Fino a 15 anni fa questi farmaci venivano utilizzati quasi esclusivamente per il trattamento del dolore nella fasi postoperatorie o in pazienti oncologici terminali. Proprio sulla base dei buoni risultati nel controllo della sofferenza ottenuti in questi casi, si è iniziato a prescrivere gli oppioidi anche a pazienti affetti da dolore cronico. Questo più recente utilizzo ha spinto le case farmaceutiche a proporre nuove, mirate formulazioni. Le vendite, lo scorso anno, hanno raggiunto quota 8,5 miliardi di dollari, il doppio rispetto al 2001 (dati: IMS Health). La situazione appare davvero allarmante anche a causa dell'uso a scopo ricreativo,  soprattutto da parte degli adolescenti, di farmaci come l'ossicodone, sviluppato per alleviare le forme più intense di dolore ma diventato oggetto di un crescente traffico illecito. 

Qualcosa però sta cambiando e lo stato capofila questa volta è quello di Washington che ha posto limiti e controlli più rigidi alle modalità di prescrizione dei farmaci antidolorifici - un cambiamento pesante e difficile non solo per i pazienti, ma anche per i medici.
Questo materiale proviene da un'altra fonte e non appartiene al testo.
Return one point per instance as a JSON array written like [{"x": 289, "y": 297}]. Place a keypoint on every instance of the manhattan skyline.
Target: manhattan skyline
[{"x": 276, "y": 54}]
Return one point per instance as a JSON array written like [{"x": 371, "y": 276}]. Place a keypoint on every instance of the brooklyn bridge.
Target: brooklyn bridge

La battaglia va infatti combattuta soprattutto in ospedale e negli studi dei medici di base, non per la strada. Il tabù che spesso resta non detto è che sono i medici a esagerare con le ricette, a cedere di fronte alle richieste pressanti dei pazienti ormai diventati dipendenti. I rischi legati all'uso degli antidolorifici comprendono apnea notturna, cadute e fratture ossee negli anziani ma, in casi estremi, morte per overdose. Per questo i legislatori dello Stato di Washington lo scorso anno hanno imposto nuovi requisiti ai medici che prescrivono oppioidi. Il Centers for Disease Control and Prevention li ha invitati a ricettarli con maggior cautela, sottolineando che solo nel 2008 i decessi per overdose sono stati 14.800. E' infatti paradossale che una pratica avviata per alleviare il dolore dei pazienti finisca addirittura causandone la morte.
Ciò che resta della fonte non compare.